In "cluster" VMware enable HA with DRS, constantly experience disconnection of the "hosts" of vcenter servers appliance
Versions of Vsphere 6.5 8294253
vcenter appliance 126.96.36.19900
Add the parameter
config.vpxd.heartbeat.notRespondingTimeout = 120
Restart the vcenter services, considering this link
However, you continue to experience the disconnection of the hosts of vcenter servers
Attached picture that our Server Calfaquen disconnection, but the event occurs with all servers
I would appreciate your support
This is a new deployment? Or old one and the problem only starts occurs now? The ESXi hosts and the vCenter appliance are on the same subnet or the vCSA are on different subnet and behind a firewall?
Check the following VMware KB article for additional settings that you need to investigate: VMware Knowledge Base
I would suggest to check the events for VCSA and see if there was backup, snapshot or any other tasks running on VCSA at the same time that the host became disconnected.
In large and enterprise scale environments it usually happens in wide mangement subnets, network congestion, low heartbeat timeout values and if the VC is too busy with lots of taks in queue.
Also I have seen that issue when crating snapshot or backups of the vCenter Server. Also high storage latency causes that issue as well.
vCENTER Appliance is on a different subnet than the esxi hosts, also modify the vpxa timeout on the Esxi and Vcenter Appliance hosts,
Also modify the teaming to vswitch level, because there was only one active adapter, All configured as active (4 adapter active).
At the vmkernel portgroup level, also modify the teaming and only consider an active adapter and 3 standby adapter.
However, the Esxi continues to be disconnected.

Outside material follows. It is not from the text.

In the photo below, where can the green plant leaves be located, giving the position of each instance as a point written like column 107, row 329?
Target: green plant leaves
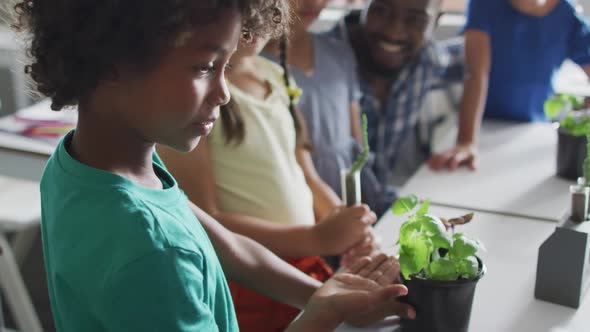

if it is possible that they can support,
I would suggest to check performance graphs of the both the ESXi host and the vCenter server at the occurrence time of the issue and look for potential high latency or high CPU/RAM usage.
Also check the timestamp of the alert and see if there was any backup job running at that time.
If not, then the potential issue can be the layer 3 network connectivity latency especially if you have fairewall doing the interVLAN routing.
To capture the network traffic you can use pktcap-uw --vmk vmk# -o file.pcap on ESXi shell and then open the captured file with WireShark as it is easier to view the contents of the pcap on WireShark.
Also you can check the hostd.log file and look for heartbeats.
You can run the below command and leave the SSH window open:
pktcap-uw --vmk vmk0 -o /tmp/test.pcap
(replace "vmk0" with the vmk# of your management vmk adapter of the ESXi host if it's not VMK0)
The packet capture will continously capture the traffic of the VMKernel onto test.pcap file and when you want to stop it, just press Ctrl-C multiple times. (Do not stop it by Ctrl-Z as it may leave the process running in background that won't release the output file).
Then open the file using Wireshark which is quite user friendly and easy to use.
Does this only affect management communication between hosts and vCenter? Or are the VMs no longer accessible via network, too? Does this affect all hosts at the same time or only one host?
Which physical network card is installed in the hosts? We recently had the case where individual hosts repeatedly lost the complete network connection. We had a faulty driver for the Intel X710 cards (driver i40en and the bug was fixed in version 1.7.1).